After Gray measured the sun’s path, the L-shaped design emerged as the most advantageous. Gray learned that the property got the most sun on that L-shaped pocket at 3 p.m., so he responded accordingly. “If I changed the angle of the house by 15 degrees, it lessened the energy performance by 25 percent,” he says.


With many passive homes, which save energy due to how they’re designed and constructed, the building orientation is more compact and cube-like. Gray didn’t want a two-story design, so he made up for the less efficient structure by adding more solar panels, which was a less expensive maneuver than buying better energy-efficient windows. Gray spent four years working out these kinds of trade-offs on paper before starting construction.

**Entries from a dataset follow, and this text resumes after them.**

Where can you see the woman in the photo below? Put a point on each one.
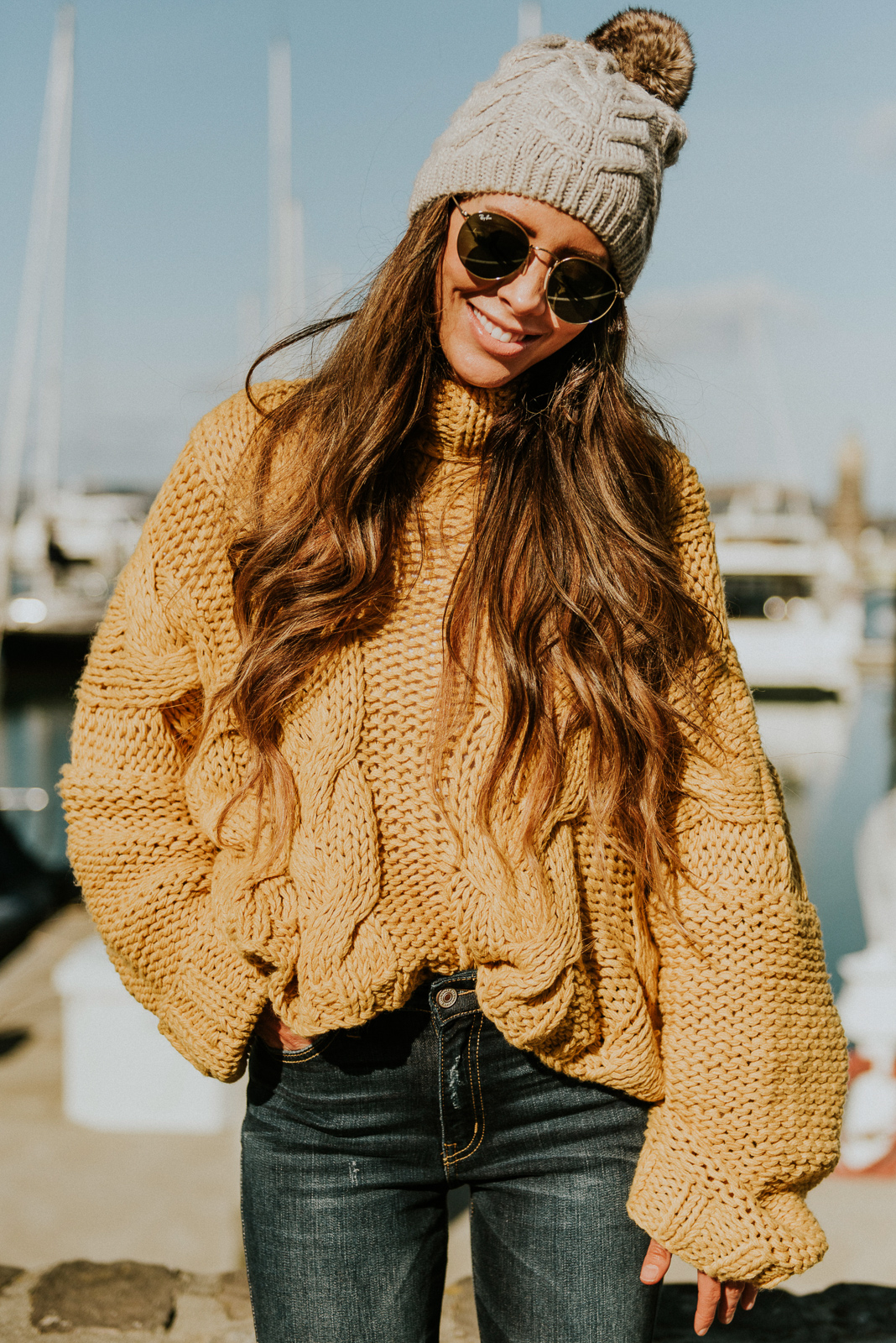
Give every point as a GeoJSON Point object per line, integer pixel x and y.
{"type": "Point", "coordinates": [414, 759]}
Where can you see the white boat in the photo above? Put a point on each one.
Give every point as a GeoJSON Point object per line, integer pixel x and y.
{"type": "Point", "coordinates": [795, 617]}
{"type": "Point", "coordinates": [67, 552]}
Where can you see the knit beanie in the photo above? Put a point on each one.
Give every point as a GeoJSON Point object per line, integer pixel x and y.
{"type": "Point", "coordinates": [586, 127]}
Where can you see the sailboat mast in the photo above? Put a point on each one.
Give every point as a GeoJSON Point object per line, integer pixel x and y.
{"type": "Point", "coordinates": [286, 234]}
{"type": "Point", "coordinates": [46, 239]}
{"type": "Point", "coordinates": [49, 431]}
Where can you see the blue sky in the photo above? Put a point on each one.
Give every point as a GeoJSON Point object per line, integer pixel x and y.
{"type": "Point", "coordinates": [779, 212]}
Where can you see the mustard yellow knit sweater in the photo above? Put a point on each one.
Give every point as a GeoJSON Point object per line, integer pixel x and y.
{"type": "Point", "coordinates": [742, 1051]}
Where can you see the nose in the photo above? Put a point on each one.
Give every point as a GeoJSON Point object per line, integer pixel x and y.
{"type": "Point", "coordinates": [524, 292]}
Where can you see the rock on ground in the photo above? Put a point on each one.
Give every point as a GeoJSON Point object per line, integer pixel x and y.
{"type": "Point", "coordinates": [96, 1303]}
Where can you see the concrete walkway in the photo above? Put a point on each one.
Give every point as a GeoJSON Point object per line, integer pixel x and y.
{"type": "Point", "coordinates": [67, 1193]}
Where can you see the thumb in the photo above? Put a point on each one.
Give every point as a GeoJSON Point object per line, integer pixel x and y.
{"type": "Point", "coordinates": [656, 1262]}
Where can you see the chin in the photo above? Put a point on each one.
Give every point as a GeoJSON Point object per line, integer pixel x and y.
{"type": "Point", "coordinates": [477, 369]}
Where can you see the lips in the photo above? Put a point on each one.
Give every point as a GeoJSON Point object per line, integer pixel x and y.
{"type": "Point", "coordinates": [511, 340]}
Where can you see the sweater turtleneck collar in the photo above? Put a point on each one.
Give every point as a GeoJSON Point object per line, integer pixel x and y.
{"type": "Point", "coordinates": [461, 416]}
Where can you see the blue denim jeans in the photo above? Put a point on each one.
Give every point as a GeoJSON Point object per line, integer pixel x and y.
{"type": "Point", "coordinates": [352, 1145]}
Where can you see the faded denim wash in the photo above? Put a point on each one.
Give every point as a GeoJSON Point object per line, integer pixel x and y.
{"type": "Point", "coordinates": [352, 1145]}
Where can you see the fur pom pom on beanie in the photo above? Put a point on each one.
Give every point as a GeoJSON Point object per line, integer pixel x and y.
{"type": "Point", "coordinates": [586, 127]}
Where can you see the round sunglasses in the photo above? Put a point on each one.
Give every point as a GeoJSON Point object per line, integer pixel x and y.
{"type": "Point", "coordinates": [495, 248]}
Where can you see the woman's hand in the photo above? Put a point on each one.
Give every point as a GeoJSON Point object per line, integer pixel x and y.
{"type": "Point", "coordinates": [715, 1300]}
{"type": "Point", "coordinates": [278, 1036]}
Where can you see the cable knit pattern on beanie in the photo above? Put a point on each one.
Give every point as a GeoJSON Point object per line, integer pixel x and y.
{"type": "Point", "coordinates": [721, 1017]}
{"type": "Point", "coordinates": [560, 123]}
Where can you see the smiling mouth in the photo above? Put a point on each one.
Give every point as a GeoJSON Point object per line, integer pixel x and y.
{"type": "Point", "coordinates": [499, 333]}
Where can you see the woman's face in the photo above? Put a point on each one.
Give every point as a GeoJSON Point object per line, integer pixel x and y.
{"type": "Point", "coordinates": [475, 313]}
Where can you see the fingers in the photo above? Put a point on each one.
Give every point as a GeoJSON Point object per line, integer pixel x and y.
{"type": "Point", "coordinates": [732, 1293]}
{"type": "Point", "coordinates": [748, 1298]}
{"type": "Point", "coordinates": [656, 1262]}
{"type": "Point", "coordinates": [708, 1298]}
{"type": "Point", "coordinates": [721, 1300]}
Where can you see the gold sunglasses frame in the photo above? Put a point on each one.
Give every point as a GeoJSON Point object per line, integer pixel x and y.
{"type": "Point", "coordinates": [533, 250]}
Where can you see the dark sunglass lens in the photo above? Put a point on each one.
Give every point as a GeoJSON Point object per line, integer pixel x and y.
{"type": "Point", "coordinates": [491, 248]}
{"type": "Point", "coordinates": [580, 290]}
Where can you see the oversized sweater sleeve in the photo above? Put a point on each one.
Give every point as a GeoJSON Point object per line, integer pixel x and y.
{"type": "Point", "coordinates": [143, 861]}
{"type": "Point", "coordinates": [753, 1052]}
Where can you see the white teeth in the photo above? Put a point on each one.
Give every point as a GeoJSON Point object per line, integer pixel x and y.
{"type": "Point", "coordinates": [504, 337]}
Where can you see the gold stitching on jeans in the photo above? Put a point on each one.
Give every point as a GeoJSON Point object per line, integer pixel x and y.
{"type": "Point", "coordinates": [479, 1111]}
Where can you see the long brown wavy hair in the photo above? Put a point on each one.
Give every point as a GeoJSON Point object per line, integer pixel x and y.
{"type": "Point", "coordinates": [570, 575]}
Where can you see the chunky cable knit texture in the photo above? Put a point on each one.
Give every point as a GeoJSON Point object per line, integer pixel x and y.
{"type": "Point", "coordinates": [737, 1041]}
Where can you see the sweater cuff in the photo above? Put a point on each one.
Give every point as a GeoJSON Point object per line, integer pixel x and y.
{"type": "Point", "coordinates": [210, 1007]}
{"type": "Point", "coordinates": [691, 1205]}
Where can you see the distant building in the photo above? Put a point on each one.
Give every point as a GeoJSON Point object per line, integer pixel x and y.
{"type": "Point", "coordinates": [847, 516]}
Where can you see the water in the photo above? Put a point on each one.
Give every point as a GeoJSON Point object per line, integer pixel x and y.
{"type": "Point", "coordinates": [835, 760]}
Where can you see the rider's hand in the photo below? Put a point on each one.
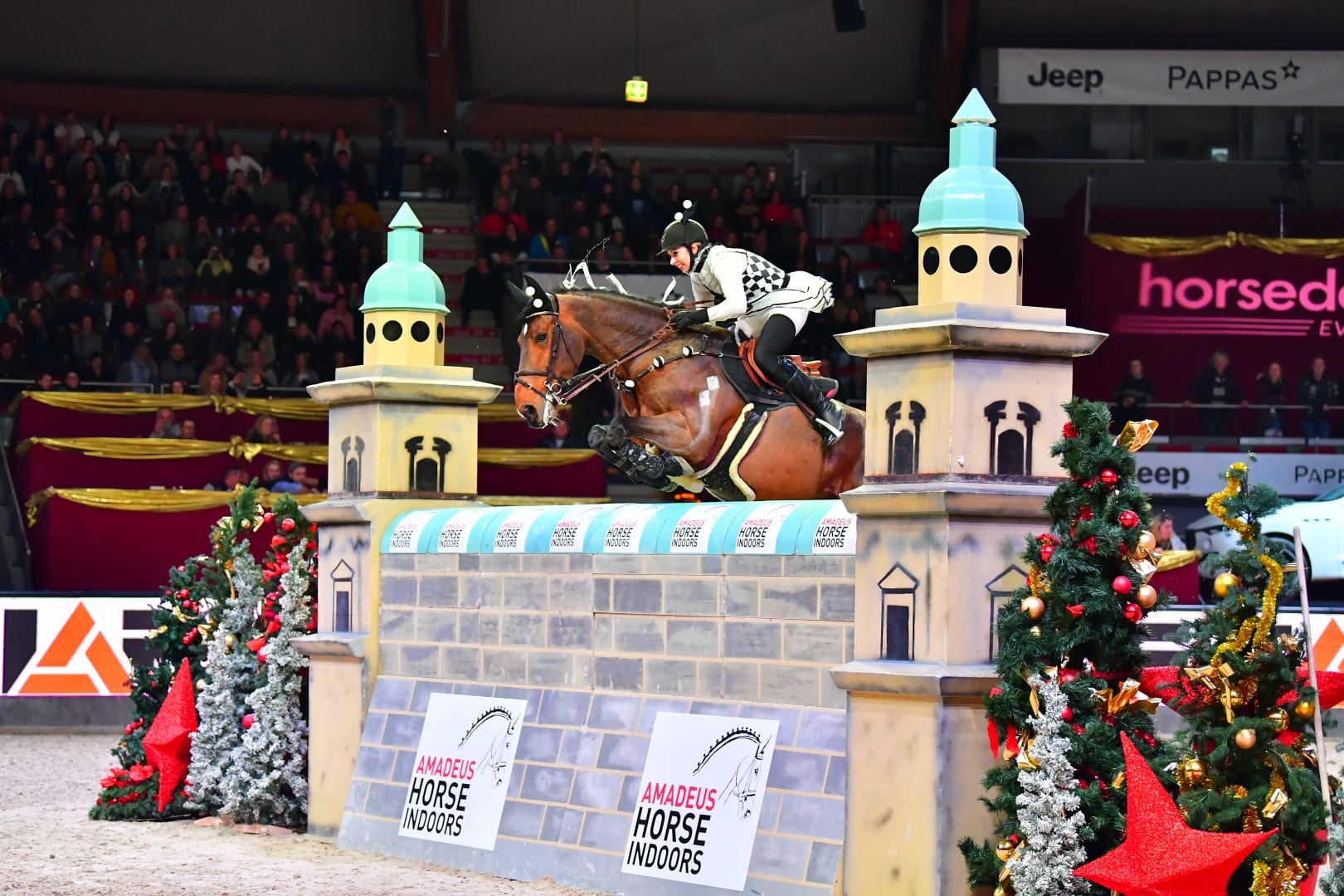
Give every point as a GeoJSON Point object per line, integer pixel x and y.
{"type": "Point", "coordinates": [689, 319]}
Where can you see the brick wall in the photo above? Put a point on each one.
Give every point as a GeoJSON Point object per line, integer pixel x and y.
{"type": "Point", "coordinates": [598, 645]}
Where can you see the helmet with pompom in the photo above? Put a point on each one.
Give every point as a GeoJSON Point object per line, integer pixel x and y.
{"type": "Point", "coordinates": [683, 230]}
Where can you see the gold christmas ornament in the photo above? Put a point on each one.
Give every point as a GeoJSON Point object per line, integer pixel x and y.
{"type": "Point", "coordinates": [1034, 607]}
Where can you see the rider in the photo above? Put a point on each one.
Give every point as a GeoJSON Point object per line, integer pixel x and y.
{"type": "Point", "coordinates": [769, 304]}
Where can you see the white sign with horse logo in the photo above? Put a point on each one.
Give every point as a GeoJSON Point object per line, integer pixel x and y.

The cost of heating was a driving factor. Gray didn’t want high energy bills, so he spent time crunching numbers before making a choice. “If I doubled my wall insulation by spending an extra $4,000, then it saved me well over $200 per month on average for my heating bill. It was a no-brainer,” he says.Once he put solar panels on the roof, his heating bill dropped to nothing, he says.



The solar system cost about $40,000. “For $30,000 to $35,000, I could have gotten geothermal, but I’d still have an energy bill. For $40,000 worth of solar, I won’t,” he says.


The home is set up for rainwater collection too, but Gray didn’t want to spend the $7,000 for tanks just yet. “At some point, I had to stop spending money,” he says. For another $7,000 he could also purchase a battery system that would store energy from the solar panels to take the house completely off the grid.